I’m a little late responding to the news that Mayor Bob Cashell took the Reno City Council on a trip in a chartered bus – with his own money – to visit the Ferry Building Market in San Francisco and Napa's Market as well.
The point of the trip was to gather ideas for what to do with the plaza over the ReTRAC trench in downtown Reno. The plan that was in the works before the economy tanked was to build some retail on the plaza facing into the plaza that would create a draw to the area. Mayor Cashell wanted to look into what some other cities have done with their downtowns for when the economy improves.
Watching a video posted to Youtube by the City, it’s immediately clear that the Ferry Building and Napa concepts for markets are not the right concepts for this space. Both of those concepts are great concepts – concepts already being tested out with some interest in Reno. Those projects use the meta concept that is responsible for the West Street Market and it is a concept that is worth encouraging.
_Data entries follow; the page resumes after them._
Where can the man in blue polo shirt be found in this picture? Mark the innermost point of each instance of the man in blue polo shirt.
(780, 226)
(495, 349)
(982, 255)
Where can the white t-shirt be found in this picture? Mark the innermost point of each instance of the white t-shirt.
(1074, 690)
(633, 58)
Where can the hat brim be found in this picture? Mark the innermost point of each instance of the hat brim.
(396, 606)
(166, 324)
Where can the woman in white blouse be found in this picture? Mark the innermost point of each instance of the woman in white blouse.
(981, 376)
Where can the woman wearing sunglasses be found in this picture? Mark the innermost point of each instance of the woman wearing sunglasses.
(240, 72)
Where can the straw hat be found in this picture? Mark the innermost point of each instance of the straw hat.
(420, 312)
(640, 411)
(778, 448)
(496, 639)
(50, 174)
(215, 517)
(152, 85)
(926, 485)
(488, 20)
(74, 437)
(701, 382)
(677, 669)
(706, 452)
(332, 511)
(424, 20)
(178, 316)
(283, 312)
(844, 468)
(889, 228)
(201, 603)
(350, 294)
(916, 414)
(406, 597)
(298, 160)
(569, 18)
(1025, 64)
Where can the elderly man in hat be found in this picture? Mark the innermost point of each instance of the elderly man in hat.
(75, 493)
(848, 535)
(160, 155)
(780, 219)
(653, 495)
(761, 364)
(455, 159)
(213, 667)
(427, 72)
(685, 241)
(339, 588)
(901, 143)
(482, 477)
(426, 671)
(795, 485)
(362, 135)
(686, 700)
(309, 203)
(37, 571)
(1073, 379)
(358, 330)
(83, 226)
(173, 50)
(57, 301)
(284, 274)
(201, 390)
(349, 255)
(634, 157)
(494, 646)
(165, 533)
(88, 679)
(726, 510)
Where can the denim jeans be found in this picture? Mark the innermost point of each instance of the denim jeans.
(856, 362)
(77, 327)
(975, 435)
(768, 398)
The problem is that Reno already is working to build the asset these projects represent. One thing Reno doesn’t have, however, is a pedestrian mall that spans several blocks and ties multiple edges together in a sea of color and crowds.
ReTRAC Plaza – and a fine location for retail development just beyond (City of Reno)
I keep being taken back to memories of Boulder, Colorado’s Pearl Street Mall. This is a wonderful space created on old Pearl Street in Boulder’s downtown. On either side of it are retail and restaurant and office spaces, and the way this urban space comes together makes it a naturally inviting area to want to visit.
Retail happens on the mall – to be sure. Painters, street musicians, flower vendors, beaded jewelry, and more are all available – out of public market tents and even some at the level of being sheds or kiosks.
The great thing about this concept is that the trench plaza in Reno is currently bounded by one street already named Commercial Row – and it is surrounded by perfect opportunities to develop retail spaces. The hollowed out former train passage of the Fitzgeralds garage, Fitzgeralds itself for that matter, Old Reno casino, Masonic building. There will be retail in any parking garage that is built on the site of the old soup kitchen and cabaret building. Montage has retail potential. Kings Inn.
Boulder Pearl Street Mall by Flickr user Xingu
The site is surrounded by testaments to the need to infuse public capital into the area to redevelop its commercial potential. That (fixing up all those buildings) is the proper use for redevelopment funds. The plaza needs some planters with small trees and flowers, a busker or two, a portrait artist or caricaturist or both, a news kiosk. And those should be possible for not much money at all – the right price in today’s economy.